-
Notifications
You must be signed in to change notification settings - Fork 7.4k
Closed
Labels
P0Issues that should be fixed in short orderIssues that should be fixed in short orderbugSomething that is supposed to be working; but isn'tSomething that is supposed to be working; but isn't
Description
What is the problem?
Using a recent nightly build of Ray/RLlib, you can't train using GPUs with TensorFlow 1.14 due to an API mismatch.
rollout_worker.py assumes that tensorflow has a function list_physical_devices but in 1.14, it's only experimental_list_devices, so you get
AttributeError: module 'tensorflow._api.v1.config' has no attribute 'list_physical_devices'
Here's the code in question in rollout_worker.py:
if (ray.is_initialized() and
ray.worker._mode() != ray.worker.LOCAL_MODE):
# Check available number of GPUs
if not ray.get_gpu_ids():
logger.debug(
"Creating policy evaluation worker {}".format(
worker_index) +
" on CPU (please ignore any CUDA init errors)")
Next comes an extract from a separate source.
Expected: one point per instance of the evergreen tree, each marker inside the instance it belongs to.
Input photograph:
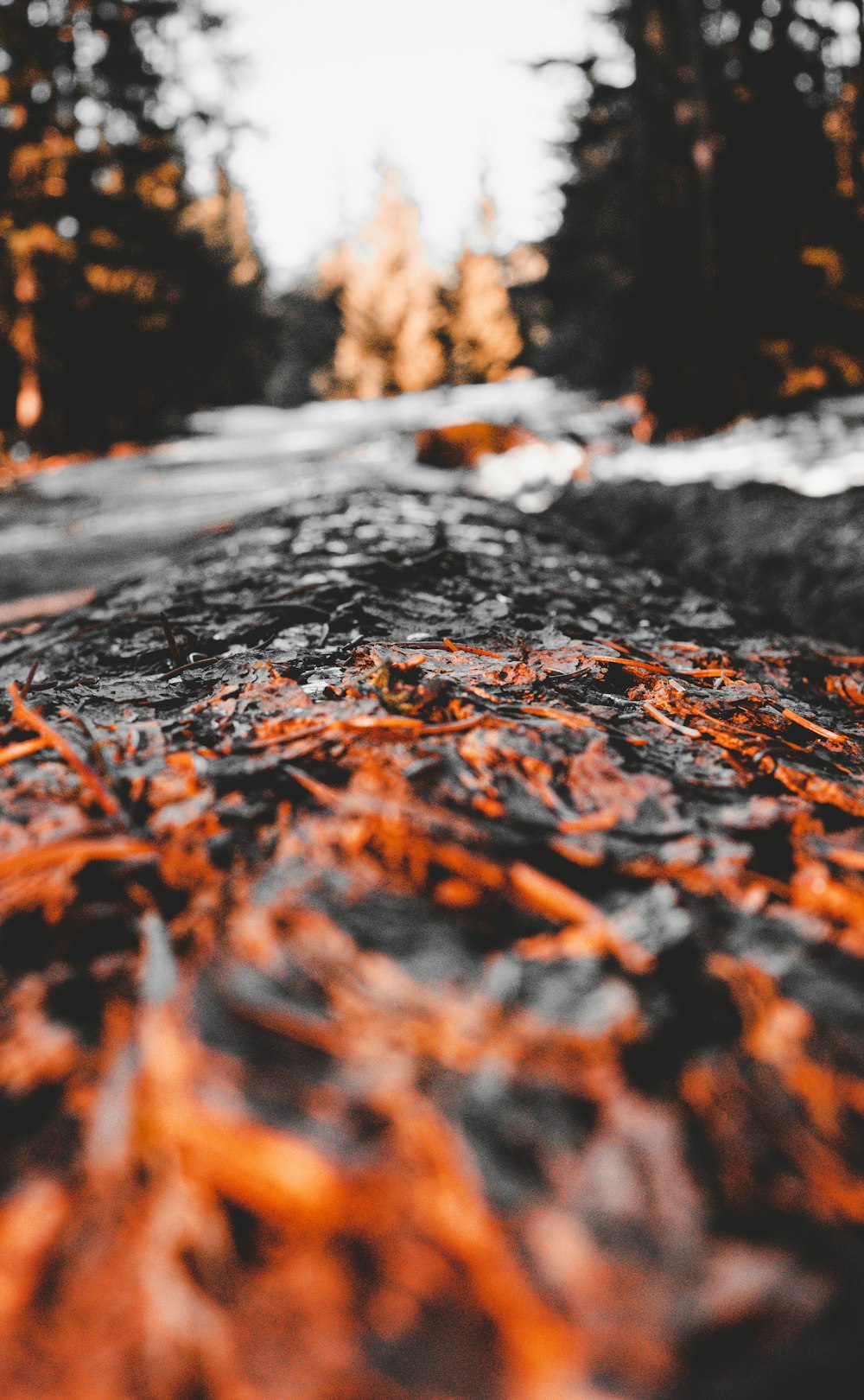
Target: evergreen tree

elif (policy_config["framework"] in ["tf2", "tf", "tfe"] and
not tf.config.list_physical_devices("GPU")) or \
(policy_config["framework"] == "torch" and
not torch.cuda.is_available()):
raise RuntimeError(
"GPUs were assigned to this worker by Ray, but "
"your DL framework ({}) reports GPU acceleration is "
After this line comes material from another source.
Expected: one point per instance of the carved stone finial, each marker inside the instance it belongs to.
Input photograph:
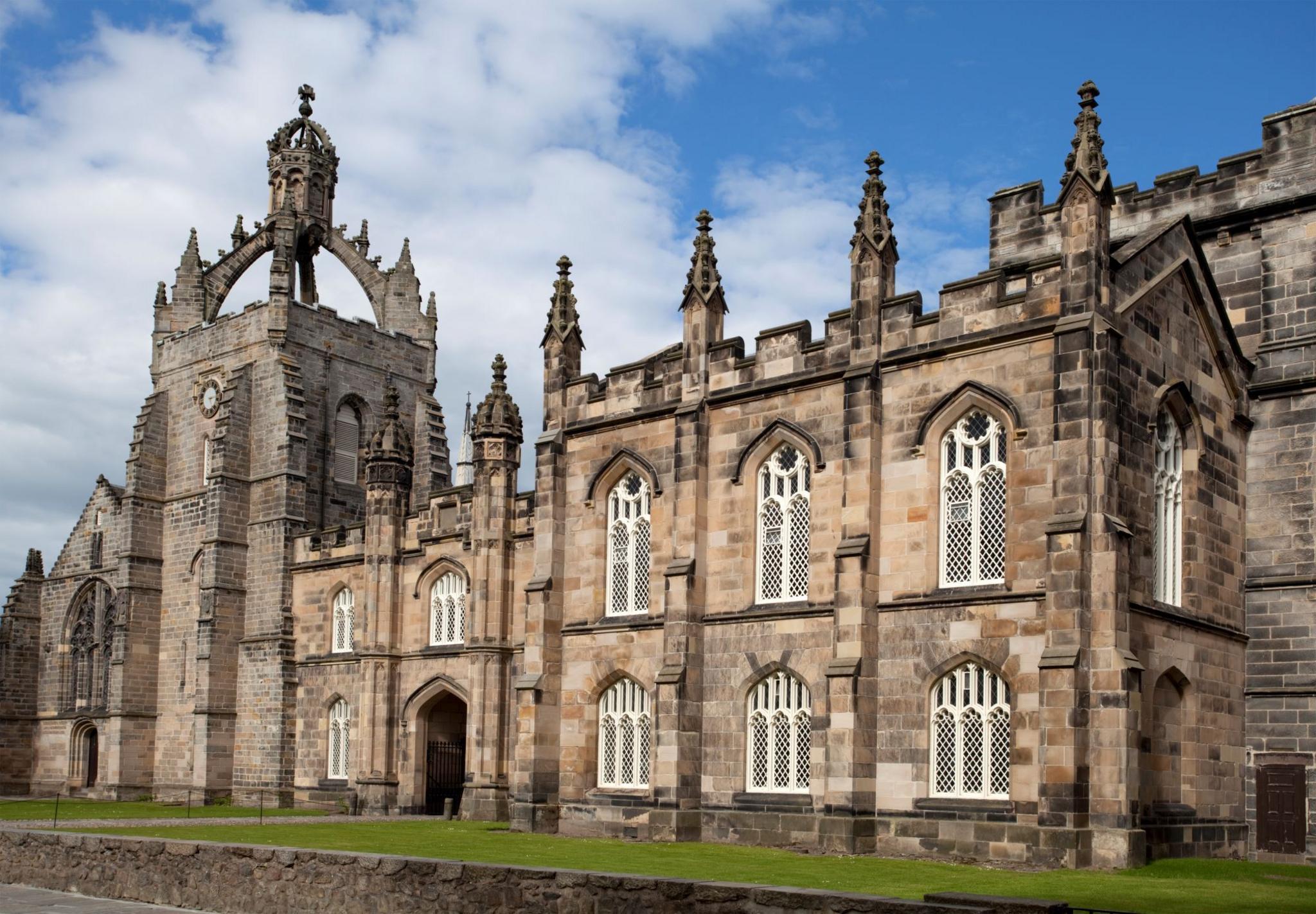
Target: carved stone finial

"disabled. This could be due to a bad CUDA- or {} "
"installation.".format(
policy_config["framework"],
policy_config["framework"]))vs the API in tensorflow/_api/v1/config/__init__.py:
from tensorflow.python.eager.context import list_devices as experimental_list_devicesand here's the full stacktrace:
Traceback (most recent call last):
File "/home/andrew/miniconda3/envs/ray_nightly_tf14/lib/python3.7/site-packages/ray/tune/trial_runner.py", line 471, in _process_trial
result = self.trial_executor.fetch_result(trial)
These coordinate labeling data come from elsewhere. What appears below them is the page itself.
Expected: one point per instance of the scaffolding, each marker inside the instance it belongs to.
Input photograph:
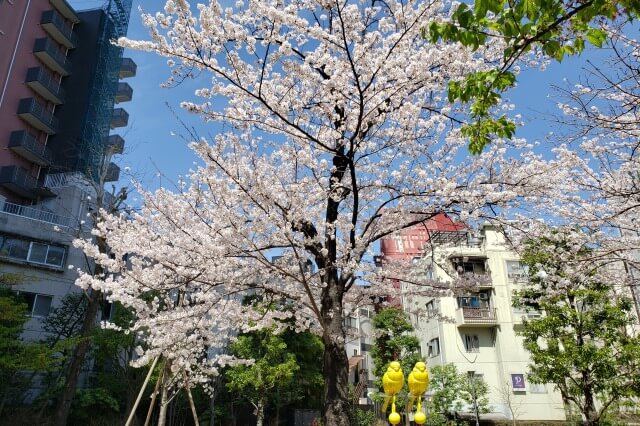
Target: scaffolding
(97, 123)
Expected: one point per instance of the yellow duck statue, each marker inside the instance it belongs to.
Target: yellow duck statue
(392, 383)
(418, 382)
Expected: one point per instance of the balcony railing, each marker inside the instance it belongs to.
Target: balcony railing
(36, 214)
(115, 144)
(45, 84)
(66, 10)
(56, 60)
(119, 118)
(18, 180)
(54, 24)
(128, 68)
(34, 113)
(25, 145)
(113, 173)
(476, 317)
(124, 93)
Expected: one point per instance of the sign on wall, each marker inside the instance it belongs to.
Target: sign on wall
(517, 382)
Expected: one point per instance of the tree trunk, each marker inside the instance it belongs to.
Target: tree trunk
(335, 362)
(192, 405)
(78, 358)
(162, 417)
(260, 412)
(590, 412)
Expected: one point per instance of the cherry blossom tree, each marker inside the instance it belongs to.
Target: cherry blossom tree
(600, 130)
(336, 131)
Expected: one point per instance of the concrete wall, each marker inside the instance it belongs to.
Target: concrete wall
(500, 353)
(41, 279)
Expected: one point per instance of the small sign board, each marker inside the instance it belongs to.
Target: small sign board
(517, 382)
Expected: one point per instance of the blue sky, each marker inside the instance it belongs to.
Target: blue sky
(153, 147)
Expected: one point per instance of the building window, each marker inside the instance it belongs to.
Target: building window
(32, 251)
(432, 309)
(516, 271)
(472, 343)
(465, 265)
(537, 388)
(39, 305)
(433, 347)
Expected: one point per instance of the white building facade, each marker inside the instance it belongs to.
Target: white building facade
(476, 330)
File "/home/andrew/miniconda3/envs/ray_nightly_tf14/lib/python3.7/site-packages/ray/tune/ray_trial_executor.py", line 430, in fetch_result
result = ray.get(trial_future[0], DEFAULT_GET_TIMEOUT)
File "/home/andrew/miniconda3/envs/ray_nightly_tf14/lib/python3.7/site-packages/ray/worker.py", line 1532, in get
raise value.as_instanceof_cause()
ray.exceptions.RayTaskError(AttributeError): ray::PPO.train() (pid=7711, ip=10.128.0.4)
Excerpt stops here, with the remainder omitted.